The stated limitations and future work are threefold: incorporating LLM-based self-correction loops for erroneous constraints, employing global optimizers for multi-objective convergence, and fusing multi-view RGB-D for more reliable depth on transparent objects. These limitations are consistent with the identified failure modes. Self-correction targets extraction and refinement errors, global optimization targets convergence issues, and multi-view RGB-D targets depth reliability beyond the single-view setting.
A common point of confusion would be to treat ReSem3D primarily as a perception framework because of its use of VFMs and MLLMs. The paper’s actual contribution is broader: a refinable two-stage constraint hierarchy, a layered “Code-as-Policy” program, and a real-time MPPI controller are all part of the system definition. Conversely, it would also be incomplete to interpret the method only as a controller with semantic inputs, because the reported gains in visual grounding and robustness under scale changes depend explicitly on the part-level and region-level grounding procedures.

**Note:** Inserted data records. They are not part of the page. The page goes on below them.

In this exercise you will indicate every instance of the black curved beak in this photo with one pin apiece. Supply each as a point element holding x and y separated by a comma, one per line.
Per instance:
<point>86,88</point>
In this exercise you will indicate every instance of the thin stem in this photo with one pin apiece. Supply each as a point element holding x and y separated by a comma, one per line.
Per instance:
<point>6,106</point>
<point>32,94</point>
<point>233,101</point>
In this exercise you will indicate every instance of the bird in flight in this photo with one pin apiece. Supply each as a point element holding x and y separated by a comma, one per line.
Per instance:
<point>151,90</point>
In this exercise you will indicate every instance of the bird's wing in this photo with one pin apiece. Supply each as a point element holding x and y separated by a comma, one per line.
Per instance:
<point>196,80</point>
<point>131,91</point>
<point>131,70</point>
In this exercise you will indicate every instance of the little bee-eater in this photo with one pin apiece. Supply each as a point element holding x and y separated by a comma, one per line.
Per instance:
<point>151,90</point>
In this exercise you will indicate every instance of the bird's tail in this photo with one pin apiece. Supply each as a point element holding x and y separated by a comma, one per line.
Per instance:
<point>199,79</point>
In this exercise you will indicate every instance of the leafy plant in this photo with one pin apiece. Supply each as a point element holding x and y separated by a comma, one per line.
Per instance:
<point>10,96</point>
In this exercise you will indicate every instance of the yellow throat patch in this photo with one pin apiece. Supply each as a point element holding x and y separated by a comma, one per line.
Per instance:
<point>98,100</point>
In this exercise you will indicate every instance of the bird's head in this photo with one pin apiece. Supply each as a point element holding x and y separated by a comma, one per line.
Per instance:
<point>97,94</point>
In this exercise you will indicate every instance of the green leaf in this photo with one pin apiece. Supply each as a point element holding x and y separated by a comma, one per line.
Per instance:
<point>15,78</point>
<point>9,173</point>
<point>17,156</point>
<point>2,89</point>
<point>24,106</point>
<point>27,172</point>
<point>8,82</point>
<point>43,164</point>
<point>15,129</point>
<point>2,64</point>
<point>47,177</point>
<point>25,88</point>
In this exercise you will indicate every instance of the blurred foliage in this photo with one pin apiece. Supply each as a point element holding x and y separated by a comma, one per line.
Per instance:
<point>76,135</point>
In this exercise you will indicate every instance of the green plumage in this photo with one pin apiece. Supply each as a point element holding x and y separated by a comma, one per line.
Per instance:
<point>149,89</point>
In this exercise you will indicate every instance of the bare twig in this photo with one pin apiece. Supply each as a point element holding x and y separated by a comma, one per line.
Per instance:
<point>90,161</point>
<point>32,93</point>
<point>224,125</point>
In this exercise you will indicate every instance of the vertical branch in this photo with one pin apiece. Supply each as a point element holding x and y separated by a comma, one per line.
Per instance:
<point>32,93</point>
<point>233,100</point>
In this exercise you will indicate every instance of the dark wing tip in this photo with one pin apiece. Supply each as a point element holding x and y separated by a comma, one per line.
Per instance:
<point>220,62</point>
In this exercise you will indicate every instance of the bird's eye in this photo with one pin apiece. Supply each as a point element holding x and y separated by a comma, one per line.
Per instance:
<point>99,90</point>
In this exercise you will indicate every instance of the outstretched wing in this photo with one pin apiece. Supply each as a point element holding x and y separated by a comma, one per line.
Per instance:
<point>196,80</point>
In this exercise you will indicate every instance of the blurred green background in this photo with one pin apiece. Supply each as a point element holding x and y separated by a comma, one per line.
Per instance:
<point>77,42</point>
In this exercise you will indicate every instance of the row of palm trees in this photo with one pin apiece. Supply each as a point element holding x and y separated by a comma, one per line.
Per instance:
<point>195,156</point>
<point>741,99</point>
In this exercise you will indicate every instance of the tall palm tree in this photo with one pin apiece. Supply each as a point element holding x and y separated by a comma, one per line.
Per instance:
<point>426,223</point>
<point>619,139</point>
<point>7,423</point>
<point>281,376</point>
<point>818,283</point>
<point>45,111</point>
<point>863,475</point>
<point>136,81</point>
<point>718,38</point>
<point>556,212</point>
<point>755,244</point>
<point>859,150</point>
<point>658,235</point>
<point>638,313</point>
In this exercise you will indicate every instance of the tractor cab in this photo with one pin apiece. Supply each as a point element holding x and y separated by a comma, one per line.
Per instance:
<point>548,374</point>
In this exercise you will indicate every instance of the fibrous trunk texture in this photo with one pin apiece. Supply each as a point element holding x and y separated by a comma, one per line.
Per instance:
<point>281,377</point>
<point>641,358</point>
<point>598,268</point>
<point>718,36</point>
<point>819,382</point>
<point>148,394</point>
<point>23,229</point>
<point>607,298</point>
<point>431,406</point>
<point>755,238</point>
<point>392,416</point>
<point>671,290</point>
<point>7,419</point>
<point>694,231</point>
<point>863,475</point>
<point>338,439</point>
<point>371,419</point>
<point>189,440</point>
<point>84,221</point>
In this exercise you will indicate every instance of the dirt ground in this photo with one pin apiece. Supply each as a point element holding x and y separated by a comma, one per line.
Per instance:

Taken together, the framework defines a specific research direction in which natural-language instructions, RGB-D observations, fine-grained grounding, and joint-space control are coupled through a dynamic constraint representation. The paper’s own formulation supports the view that ReSem3D is best understood not as a single algorithmic primitive, but as an integrated manipulation architecture built around refinable semantic 3D constraints.